Gentleness, Tenderness

This isn’t about my mother … this isn’t about harshness. Freud’s paper on Negation, one of the many reasons I find my jaw dropping when otherwise lucid individuals dismiss him as they would something found at the back of their fridge, suggests that my passion for gentleness and tenderness might have a strong connection to the lasting effects of my father’s ugly behaviour. Every time I find myself swooning at something like Laurie Anderson and Lou Reed’s pact to be tender (their decision not let themselves be frightened of anybody has a similar effect, but the best thing is her film with her dog playing piano) I’m in some way reminded that the brute Polish force of Dad won’t ever depart from these shores.
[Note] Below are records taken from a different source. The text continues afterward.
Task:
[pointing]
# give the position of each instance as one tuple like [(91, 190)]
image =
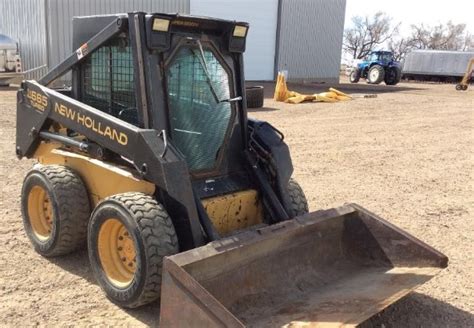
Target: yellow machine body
[(102, 179), (234, 211)]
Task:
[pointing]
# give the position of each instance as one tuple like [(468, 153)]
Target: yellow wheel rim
[(117, 253), (40, 213)]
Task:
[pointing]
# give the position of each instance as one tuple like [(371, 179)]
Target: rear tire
[(129, 235), (393, 76), (55, 209), (355, 76), (376, 74), (299, 203), (255, 96)]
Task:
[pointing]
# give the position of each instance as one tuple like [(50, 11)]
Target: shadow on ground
[(261, 109), (78, 264), (311, 88), (414, 310)]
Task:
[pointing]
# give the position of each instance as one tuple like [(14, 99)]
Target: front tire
[(376, 74), (393, 76), (129, 235), (55, 209), (355, 76)]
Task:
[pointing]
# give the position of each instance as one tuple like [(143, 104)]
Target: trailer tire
[(55, 209), (129, 234), (393, 76), (354, 77), (376, 74), (255, 96), (299, 203)]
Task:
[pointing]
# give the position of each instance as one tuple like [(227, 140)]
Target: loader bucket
[(328, 268)]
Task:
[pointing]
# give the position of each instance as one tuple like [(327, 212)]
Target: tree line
[(370, 32)]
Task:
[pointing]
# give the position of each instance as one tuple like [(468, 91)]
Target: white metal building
[(303, 37)]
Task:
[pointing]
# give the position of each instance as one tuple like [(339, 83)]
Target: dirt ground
[(407, 155)]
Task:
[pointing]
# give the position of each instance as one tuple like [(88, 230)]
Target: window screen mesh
[(198, 122), (108, 82)]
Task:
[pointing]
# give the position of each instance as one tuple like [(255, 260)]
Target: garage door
[(262, 17)]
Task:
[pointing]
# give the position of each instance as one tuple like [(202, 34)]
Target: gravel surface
[(406, 155)]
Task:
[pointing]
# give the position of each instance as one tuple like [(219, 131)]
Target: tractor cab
[(376, 67)]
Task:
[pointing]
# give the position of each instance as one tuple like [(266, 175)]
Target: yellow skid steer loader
[(149, 158)]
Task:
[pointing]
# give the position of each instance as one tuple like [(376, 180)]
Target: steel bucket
[(330, 268)]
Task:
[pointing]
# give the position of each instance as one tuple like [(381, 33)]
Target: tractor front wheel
[(376, 74), (355, 76), (129, 235), (55, 209), (393, 76)]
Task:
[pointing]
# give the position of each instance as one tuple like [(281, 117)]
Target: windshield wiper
[(202, 60)]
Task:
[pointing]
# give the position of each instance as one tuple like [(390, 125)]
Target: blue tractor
[(378, 66)]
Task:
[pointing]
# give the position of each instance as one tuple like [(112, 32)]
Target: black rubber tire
[(380, 76), (154, 238), (354, 77), (393, 76), (299, 203), (70, 209), (255, 96)]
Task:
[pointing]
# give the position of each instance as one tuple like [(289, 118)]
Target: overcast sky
[(416, 11)]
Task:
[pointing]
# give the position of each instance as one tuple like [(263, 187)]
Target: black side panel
[(275, 154)]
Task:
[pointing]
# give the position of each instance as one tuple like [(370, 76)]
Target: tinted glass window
[(108, 82), (198, 120)]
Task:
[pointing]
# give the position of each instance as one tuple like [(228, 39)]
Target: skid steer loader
[(150, 159)]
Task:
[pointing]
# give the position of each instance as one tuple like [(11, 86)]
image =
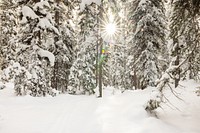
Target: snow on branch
[(49, 55)]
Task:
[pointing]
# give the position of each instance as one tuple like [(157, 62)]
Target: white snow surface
[(114, 113), (84, 2)]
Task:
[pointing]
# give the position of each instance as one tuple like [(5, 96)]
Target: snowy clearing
[(115, 113)]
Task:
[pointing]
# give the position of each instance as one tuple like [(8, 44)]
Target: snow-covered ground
[(115, 113)]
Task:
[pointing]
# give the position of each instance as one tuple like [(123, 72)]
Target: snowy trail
[(118, 113)]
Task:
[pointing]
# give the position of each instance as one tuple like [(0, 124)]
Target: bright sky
[(88, 2)]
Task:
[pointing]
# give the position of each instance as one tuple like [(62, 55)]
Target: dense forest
[(51, 46)]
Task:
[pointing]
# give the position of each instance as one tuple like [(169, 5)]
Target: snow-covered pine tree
[(33, 53), (185, 37), (63, 45), (147, 41), (8, 37), (82, 73), (184, 33)]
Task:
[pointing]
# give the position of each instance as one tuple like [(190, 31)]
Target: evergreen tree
[(8, 37), (33, 54), (147, 41), (82, 72)]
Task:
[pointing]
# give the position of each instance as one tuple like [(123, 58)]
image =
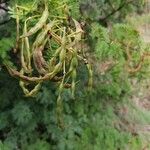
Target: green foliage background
[(91, 121)]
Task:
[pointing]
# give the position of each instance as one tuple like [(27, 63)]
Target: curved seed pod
[(22, 85), (59, 110), (62, 54), (57, 68), (34, 91), (27, 48), (40, 23), (38, 59), (74, 75), (49, 76)]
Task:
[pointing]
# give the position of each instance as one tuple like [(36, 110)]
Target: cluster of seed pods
[(61, 40)]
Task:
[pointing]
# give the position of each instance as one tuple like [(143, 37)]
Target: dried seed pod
[(74, 75), (90, 72)]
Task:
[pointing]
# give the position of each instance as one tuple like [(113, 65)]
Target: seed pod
[(27, 48), (62, 54), (34, 91), (74, 75), (39, 61), (22, 85), (90, 82), (40, 23), (57, 68)]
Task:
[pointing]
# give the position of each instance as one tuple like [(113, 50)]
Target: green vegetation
[(103, 118)]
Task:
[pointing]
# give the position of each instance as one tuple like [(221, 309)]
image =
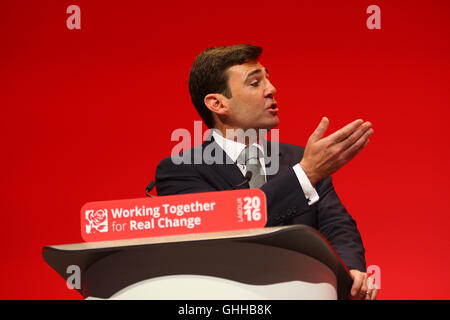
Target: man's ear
[(215, 103)]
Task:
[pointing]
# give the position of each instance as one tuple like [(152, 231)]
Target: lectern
[(290, 262)]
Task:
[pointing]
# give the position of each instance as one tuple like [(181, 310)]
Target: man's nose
[(270, 89)]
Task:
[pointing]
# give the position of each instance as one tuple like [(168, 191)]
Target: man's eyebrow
[(256, 71)]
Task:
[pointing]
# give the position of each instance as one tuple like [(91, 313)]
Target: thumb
[(320, 130)]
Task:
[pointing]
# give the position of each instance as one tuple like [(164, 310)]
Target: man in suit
[(232, 93)]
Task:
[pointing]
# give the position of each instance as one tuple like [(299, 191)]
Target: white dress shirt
[(233, 149)]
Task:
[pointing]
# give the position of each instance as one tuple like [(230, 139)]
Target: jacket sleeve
[(338, 226)]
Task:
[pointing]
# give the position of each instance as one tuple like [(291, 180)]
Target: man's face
[(252, 104)]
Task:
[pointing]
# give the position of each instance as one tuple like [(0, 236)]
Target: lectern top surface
[(167, 239)]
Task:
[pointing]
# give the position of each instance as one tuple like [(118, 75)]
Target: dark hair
[(208, 74)]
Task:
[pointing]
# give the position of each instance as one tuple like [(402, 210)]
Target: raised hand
[(324, 156)]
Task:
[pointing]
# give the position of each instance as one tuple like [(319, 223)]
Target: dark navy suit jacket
[(286, 202)]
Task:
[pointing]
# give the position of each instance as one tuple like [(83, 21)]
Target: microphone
[(149, 188), (247, 178)]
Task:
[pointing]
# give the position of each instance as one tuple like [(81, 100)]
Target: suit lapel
[(283, 166)]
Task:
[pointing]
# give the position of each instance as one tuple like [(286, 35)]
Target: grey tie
[(253, 165)]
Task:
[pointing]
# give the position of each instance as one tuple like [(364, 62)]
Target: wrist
[(312, 176)]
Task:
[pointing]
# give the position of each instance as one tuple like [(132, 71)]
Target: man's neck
[(247, 137)]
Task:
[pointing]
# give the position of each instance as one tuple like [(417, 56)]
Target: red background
[(87, 114)]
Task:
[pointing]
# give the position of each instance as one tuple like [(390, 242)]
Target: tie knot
[(250, 155)]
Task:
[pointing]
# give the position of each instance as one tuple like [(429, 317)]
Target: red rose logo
[(97, 221)]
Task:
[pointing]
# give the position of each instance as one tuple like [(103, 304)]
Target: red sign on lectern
[(173, 215)]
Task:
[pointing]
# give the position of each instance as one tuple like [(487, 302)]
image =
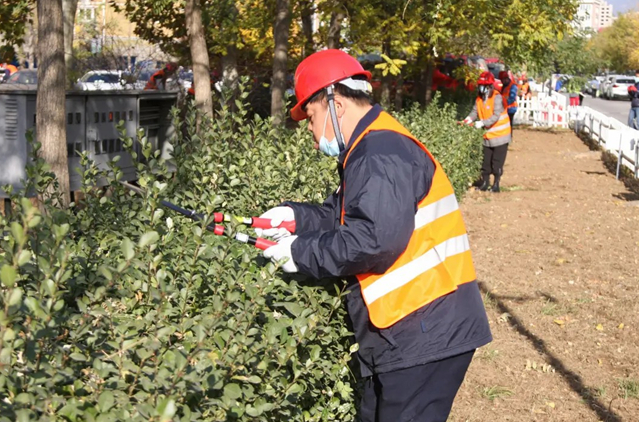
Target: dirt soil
[(557, 257)]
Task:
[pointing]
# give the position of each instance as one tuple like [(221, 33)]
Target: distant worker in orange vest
[(509, 95), (490, 113), (6, 70), (158, 79), (394, 230), (524, 87)]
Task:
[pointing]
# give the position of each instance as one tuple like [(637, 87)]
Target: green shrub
[(457, 147), (120, 310)]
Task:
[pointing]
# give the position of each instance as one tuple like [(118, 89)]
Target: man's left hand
[(281, 251)]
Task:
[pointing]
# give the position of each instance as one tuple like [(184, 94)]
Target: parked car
[(27, 76), (616, 86), (101, 80)]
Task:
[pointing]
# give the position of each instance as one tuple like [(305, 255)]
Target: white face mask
[(330, 148)]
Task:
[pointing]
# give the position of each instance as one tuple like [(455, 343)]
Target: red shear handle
[(265, 223), (264, 244)]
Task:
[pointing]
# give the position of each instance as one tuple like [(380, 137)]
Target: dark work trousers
[(512, 118), (494, 159), (633, 118), (423, 393)]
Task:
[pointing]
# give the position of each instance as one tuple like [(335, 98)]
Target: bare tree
[(199, 57), (50, 103), (280, 34), (69, 8), (335, 29), (307, 26)]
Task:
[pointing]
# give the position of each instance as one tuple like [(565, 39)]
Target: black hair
[(359, 97)]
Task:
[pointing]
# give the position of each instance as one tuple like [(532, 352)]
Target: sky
[(623, 5)]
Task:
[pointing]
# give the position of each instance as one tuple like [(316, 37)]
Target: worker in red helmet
[(633, 116), (489, 113), (394, 230), (509, 95), (157, 81)]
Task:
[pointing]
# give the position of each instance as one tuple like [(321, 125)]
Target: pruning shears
[(258, 242)]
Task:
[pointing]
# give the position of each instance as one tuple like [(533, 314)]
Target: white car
[(101, 80), (616, 86)]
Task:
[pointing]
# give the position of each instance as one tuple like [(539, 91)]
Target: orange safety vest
[(437, 258), (505, 93), (486, 110), (153, 80)]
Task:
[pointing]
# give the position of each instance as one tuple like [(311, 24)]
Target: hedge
[(118, 309)]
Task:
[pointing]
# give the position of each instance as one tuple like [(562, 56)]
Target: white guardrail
[(612, 135)]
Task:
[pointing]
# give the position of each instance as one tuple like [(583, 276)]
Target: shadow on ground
[(604, 413)]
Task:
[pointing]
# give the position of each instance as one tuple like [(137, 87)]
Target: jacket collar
[(365, 122)]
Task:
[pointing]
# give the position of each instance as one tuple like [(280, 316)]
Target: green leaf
[(167, 409), (149, 238), (106, 401), (8, 275), (24, 257), (15, 298), (127, 249), (78, 357), (232, 391)]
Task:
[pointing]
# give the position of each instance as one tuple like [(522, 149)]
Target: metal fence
[(610, 134), (554, 110)]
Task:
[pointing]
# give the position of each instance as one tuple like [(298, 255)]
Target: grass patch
[(496, 392), (489, 300), (489, 355), (629, 388), (550, 309)]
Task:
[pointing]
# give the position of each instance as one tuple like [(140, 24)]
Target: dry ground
[(557, 254)]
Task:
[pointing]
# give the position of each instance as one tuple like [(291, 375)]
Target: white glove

        I can throw my weight around, too, of course. I’m six foot two, although I think I may have shrunk a bit in the last ten years, and without my spectacles used to have no bother attracting the kinds of looks a lot of intellectual men reserve for bouncers. Once upon a time I used to open the bowling for a cricket team who called me The Shev. So perhaps there’s a security in my softer ways that I’m grateful for. I’m not averse to brute force, and have had fun with it, I just find that forcing other people to duck and dive, or scatter (I was a pretty poor batsman but on occasion I could blitz a rapid fifty) never really gets things started away from a playing field. I never liked being shouted at and can’t take someone seriously if they’re barking and we aren’t under attack.
        Force needs to be channelled and loved. If you know your inner brute be tender towards her or him, as if you might make friends with a lion, had you no other choice. Tame it with force, without love, and you’re a coward. The brute will always want to bite. Love it and it might still bite you (after all it’s a lion), but at least you’re doing your best to recognise it for what it is. Beautiful beasts: which reminds me …
        
If we bring ourselves together, me and my inner brute, so we’re as much one as we can be, I think that begins to work.